A l’heure actuelle, il existe encore une injonction qui veut que si l’on a des enfants, on n’a qu’à les assumer. Encouragés par certains dictats sociétaux, les parents ont donc souvent l’impression qu’ils doivent être des parents parfaits en toutes circonstances et à chaque instant. Du coup, dès que l’on a une faille dans son rôle de parent, cela devient source de beaucoup de culpabilité et donc d’un certain repli sur soi. Or personne n’est parfait et chacun va, à un moment donné, avoir un moment de faiblesse. L’important n’est donc non pas d’être sans reproches, mais de parvenir à surfer sur les différentes vagues sans tomber au fond du trou. Tout comme comprendre pourquoi on est dans un tel état de fatigue psychologique est le principal moyen de s’en sortir, accepter qu’on n’est pas le parent que l’on aimerait être en est un autre.

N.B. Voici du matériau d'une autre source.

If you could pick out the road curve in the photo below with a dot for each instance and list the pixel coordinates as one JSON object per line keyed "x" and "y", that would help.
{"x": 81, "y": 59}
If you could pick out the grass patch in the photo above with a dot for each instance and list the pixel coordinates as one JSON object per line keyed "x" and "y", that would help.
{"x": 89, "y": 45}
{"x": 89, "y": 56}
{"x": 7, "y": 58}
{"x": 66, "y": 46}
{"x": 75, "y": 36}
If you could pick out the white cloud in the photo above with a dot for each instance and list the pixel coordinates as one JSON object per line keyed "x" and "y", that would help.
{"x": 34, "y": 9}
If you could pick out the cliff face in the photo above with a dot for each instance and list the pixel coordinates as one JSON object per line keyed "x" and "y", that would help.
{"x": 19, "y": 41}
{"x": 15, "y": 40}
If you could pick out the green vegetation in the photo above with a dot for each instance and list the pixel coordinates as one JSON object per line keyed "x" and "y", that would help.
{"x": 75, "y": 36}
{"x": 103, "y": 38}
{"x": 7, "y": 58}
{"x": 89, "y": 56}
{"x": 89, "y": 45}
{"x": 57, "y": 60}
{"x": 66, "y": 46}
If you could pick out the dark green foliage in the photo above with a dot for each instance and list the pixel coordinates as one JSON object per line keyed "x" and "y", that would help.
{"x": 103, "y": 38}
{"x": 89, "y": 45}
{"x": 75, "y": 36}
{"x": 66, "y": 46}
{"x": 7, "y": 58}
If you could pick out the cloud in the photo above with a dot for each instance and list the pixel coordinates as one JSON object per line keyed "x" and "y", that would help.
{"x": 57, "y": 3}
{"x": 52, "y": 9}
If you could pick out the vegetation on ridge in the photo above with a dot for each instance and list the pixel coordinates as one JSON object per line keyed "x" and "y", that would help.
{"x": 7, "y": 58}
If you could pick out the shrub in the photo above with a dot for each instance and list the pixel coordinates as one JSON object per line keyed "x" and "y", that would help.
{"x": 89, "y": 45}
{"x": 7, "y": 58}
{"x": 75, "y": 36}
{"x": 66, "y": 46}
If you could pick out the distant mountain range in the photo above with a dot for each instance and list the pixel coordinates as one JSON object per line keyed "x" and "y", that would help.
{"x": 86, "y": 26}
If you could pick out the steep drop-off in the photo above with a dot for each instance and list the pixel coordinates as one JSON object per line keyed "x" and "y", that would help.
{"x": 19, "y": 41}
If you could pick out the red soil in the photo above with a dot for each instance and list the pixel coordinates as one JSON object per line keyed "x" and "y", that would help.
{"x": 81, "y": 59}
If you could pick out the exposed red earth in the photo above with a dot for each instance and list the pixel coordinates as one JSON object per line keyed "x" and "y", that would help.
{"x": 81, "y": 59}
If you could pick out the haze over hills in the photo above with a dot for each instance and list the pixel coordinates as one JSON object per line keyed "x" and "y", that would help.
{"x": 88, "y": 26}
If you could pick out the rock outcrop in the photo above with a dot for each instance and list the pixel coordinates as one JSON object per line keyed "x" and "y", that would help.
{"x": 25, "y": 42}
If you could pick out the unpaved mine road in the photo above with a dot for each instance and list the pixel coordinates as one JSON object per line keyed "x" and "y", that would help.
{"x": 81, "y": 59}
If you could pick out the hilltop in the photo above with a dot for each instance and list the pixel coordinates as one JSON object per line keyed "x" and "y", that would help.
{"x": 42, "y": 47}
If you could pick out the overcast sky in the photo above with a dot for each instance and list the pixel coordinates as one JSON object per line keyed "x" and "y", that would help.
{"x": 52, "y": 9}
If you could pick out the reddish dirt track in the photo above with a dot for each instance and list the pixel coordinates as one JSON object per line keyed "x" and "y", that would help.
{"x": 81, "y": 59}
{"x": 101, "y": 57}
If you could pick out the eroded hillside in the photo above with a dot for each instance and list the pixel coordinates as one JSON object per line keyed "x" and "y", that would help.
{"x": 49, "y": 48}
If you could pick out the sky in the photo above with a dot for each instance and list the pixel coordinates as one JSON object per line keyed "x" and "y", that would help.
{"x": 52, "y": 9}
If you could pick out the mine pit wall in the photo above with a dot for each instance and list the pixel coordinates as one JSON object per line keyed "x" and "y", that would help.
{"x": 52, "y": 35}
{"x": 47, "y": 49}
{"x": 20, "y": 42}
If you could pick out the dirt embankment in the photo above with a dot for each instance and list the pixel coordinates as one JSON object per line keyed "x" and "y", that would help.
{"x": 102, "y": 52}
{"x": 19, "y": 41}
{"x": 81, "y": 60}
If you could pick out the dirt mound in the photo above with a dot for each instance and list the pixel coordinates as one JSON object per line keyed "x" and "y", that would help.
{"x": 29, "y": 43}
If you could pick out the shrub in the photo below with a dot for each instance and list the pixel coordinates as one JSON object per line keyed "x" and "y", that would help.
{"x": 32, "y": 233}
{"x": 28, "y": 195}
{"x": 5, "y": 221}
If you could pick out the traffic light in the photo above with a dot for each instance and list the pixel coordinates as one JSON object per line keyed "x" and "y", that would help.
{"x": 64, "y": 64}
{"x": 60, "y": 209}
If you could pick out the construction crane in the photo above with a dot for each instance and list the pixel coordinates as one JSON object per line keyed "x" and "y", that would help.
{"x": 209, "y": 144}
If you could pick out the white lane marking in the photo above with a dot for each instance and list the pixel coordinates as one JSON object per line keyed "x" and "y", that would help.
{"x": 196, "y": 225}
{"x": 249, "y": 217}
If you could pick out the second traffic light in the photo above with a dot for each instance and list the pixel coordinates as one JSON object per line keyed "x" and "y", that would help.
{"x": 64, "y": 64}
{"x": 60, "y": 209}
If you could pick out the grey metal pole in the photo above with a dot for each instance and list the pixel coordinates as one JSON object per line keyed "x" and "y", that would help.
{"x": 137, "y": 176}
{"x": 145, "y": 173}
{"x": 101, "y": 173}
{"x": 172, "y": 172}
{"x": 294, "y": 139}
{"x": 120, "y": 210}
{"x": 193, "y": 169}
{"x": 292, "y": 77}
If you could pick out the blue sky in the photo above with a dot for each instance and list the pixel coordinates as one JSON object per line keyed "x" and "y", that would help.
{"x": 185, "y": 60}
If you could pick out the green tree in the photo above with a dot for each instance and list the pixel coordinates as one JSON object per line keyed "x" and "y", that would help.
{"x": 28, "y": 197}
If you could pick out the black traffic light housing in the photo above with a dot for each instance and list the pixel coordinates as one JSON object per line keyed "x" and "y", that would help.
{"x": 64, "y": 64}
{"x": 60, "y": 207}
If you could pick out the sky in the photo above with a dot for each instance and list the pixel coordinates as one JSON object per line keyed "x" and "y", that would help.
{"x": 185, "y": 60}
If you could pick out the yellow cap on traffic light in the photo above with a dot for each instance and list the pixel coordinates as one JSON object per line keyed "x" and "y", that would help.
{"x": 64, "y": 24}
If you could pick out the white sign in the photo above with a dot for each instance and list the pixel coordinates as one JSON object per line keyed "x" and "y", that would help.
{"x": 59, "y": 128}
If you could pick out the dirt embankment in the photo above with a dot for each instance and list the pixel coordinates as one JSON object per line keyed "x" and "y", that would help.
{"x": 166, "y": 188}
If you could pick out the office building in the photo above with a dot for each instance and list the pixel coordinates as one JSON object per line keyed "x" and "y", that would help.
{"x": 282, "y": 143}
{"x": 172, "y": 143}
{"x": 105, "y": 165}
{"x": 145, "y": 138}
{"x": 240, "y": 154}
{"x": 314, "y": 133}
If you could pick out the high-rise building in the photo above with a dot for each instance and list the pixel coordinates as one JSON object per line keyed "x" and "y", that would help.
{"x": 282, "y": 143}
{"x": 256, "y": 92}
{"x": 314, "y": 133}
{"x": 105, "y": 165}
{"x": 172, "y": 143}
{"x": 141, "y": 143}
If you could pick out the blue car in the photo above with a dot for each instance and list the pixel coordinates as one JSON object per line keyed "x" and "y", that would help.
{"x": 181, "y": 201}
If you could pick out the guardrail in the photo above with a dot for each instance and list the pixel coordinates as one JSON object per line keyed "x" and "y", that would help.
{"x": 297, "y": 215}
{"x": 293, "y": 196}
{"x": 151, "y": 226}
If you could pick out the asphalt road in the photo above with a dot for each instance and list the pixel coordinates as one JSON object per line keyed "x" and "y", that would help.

Pour faire baisser la pression, il faudrait aussi agir au niveau sociétal pour déculpabiliser les parents et leur enlever ce sentiment de honte en communicant sur le sujet. Car- et c’est là l’un des principaux messages des chercheurs sur ce sujet- en parler, mettre des mots sur ce que l’on vit et être entendu dans ce que l’on dit sans être jugé peut vraiment faire la différence.
L’impact sur les enfants
Une autre chose qui distingue le burn-out parental du burn-out classique est qu’il ne touche pas que le parent. L’une des conséquences de cet épuisement psychique intense est que cela peut provoquer une certaine négligence envers son enfant, voire une certaine violence. Le parent qui souffre d’un burn-out parental peut en arriver à s’en prendre à l’enfant de façon verbale, mais aussi physique.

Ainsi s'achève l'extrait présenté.